Department of Medicinal Chemistry. Faculty of Pharmacy, Mansoura University, 35116, Mansoura, Egypt

Corresponding Author: Dalia Rashad El-Wasseef, Department of Medicinal Chemistry. Faculty of Pharmacy, Mansoura University, 35116, Mansoura, Egypt. Tel (Fax): +2-0502247496; E-mail: dodomum@yahoo.com.
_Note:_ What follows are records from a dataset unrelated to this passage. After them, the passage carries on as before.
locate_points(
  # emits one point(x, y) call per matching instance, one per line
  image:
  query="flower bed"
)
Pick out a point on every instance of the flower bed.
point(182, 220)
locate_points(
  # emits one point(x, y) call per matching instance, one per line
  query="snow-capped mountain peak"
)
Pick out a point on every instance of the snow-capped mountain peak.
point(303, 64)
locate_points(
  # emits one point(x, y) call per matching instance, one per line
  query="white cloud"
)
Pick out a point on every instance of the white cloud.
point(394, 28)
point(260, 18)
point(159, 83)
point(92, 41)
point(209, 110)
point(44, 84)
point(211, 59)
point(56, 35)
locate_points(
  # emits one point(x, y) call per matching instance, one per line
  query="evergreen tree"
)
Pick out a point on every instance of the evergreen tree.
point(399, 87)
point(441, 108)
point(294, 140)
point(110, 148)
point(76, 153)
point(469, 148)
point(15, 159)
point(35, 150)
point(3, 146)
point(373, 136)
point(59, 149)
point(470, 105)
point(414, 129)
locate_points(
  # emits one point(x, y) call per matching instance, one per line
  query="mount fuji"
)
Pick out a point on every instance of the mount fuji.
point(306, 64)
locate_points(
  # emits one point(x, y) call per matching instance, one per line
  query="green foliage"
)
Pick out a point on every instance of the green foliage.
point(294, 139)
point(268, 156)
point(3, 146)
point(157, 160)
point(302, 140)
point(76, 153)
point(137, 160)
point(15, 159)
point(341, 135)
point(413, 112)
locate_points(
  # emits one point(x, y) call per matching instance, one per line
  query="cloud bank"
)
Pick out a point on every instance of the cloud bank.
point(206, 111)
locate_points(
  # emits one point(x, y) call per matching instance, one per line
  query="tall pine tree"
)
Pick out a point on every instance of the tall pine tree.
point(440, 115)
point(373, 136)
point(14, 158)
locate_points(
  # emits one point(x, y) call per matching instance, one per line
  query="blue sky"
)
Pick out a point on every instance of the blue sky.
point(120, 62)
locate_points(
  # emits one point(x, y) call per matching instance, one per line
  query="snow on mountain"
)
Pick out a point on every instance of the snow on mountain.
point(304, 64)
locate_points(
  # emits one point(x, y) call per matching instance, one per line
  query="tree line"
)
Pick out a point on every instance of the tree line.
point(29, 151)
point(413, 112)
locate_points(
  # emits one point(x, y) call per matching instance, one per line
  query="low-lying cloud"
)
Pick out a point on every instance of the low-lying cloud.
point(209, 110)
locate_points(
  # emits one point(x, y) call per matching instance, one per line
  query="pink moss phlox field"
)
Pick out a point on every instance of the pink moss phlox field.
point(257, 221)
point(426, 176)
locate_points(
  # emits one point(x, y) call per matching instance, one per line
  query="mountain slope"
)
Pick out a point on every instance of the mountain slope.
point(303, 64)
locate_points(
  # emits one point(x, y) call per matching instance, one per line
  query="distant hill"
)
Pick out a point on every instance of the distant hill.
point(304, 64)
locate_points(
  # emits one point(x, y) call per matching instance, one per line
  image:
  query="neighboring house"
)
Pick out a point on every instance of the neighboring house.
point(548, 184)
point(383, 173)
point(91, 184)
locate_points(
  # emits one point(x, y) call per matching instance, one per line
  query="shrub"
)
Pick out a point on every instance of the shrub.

Running title: Williams-Beuren syndrome diagnostics

	ABSTRACT
	INTRODUCTION
	EXPERIMENTAL
	RESULTS AND DISCUSSION
	VALIDATION OF THE METHOD
	ASSAY OF DOSAGE FORMS
	SOLUTION STABILITY
	CONCLUSION
	REFERENCES

	ABSTRACT

A micellar chromatographic method has been developed and validated for simultaneous separation and determination of metformin(MF), nateglinide (NT) and gliclazide (GL) . The separation was carried out using a Nucleosil C18 column, 150 mm × 4.6 mm i.d., 5 µm particle size, using micellar mobile phase consisting of sodium dodecyl sulphate (SDS), n-propanol with UV detection. The optimum conditions for the simultaneous separation of the three drugs were 0.12 M SDS, 10% (v/v) n-popanol, 0.3% triethylamine adjusted to pH5.6 with a flow rate of 1 ml.min^-1 and detection at 254 nm. The limit of detection (LOD) of MF, NT, GL were 0.047, 0.00115, 0.036 µg.mL^-1 respectively. The method showed good linearity in the ranges of 0.4-16 µg.mL^-1, (r²=0.999), 0.8-16 μg.ml^-1 (r²=0.999) and 1-40 μg.ml^-1 (r²=0.999) for MF, NT, GL respectively. The suggested method was successfully applied for the analysis of the three antidiabetic drugs in pharmaceutical preparations with average recoveries of 99.66%, 100.08% and 100.31% for MT, NT and GL respectively. The results obtained were in good agreement with those obtained from comparison methods. The method was validated regarding accuracy and precision.

	INTRODUCTION

   Type 2 diabetes is a long term metabolic disorder where the body becomes resistant to the effect of insulin, a hormone that regulates sugar absorption (1). Treatment of type 2 diabetes (non-insulin dependent) is now possible with orally administered hypoglyceamic agents that help to reduce blood sugar levels. Five main classes of chemically diverse hypoglycemic drugs with different mechanisms of action have been developed for administration to patients. These are known as biguanides (metformin), sulfonylureas (gliclazide, glipizide, glimepiride) thiazolidinedione (pioglitazone, rosiglitazone), meglitinides (natiglinide and repaglinide) and alpha glycosidase inhibitors (acarbose and miglitol) (2). Oral hypoglycemic drugs prescribed as monotherapy have not provided enough hypoglycemic control of type 2 diabetes patients. In such cases a combination of metformin and one of the sulfonyl ureas or nateglinide is used for achieving satisfactory blood glucose levels (3-5).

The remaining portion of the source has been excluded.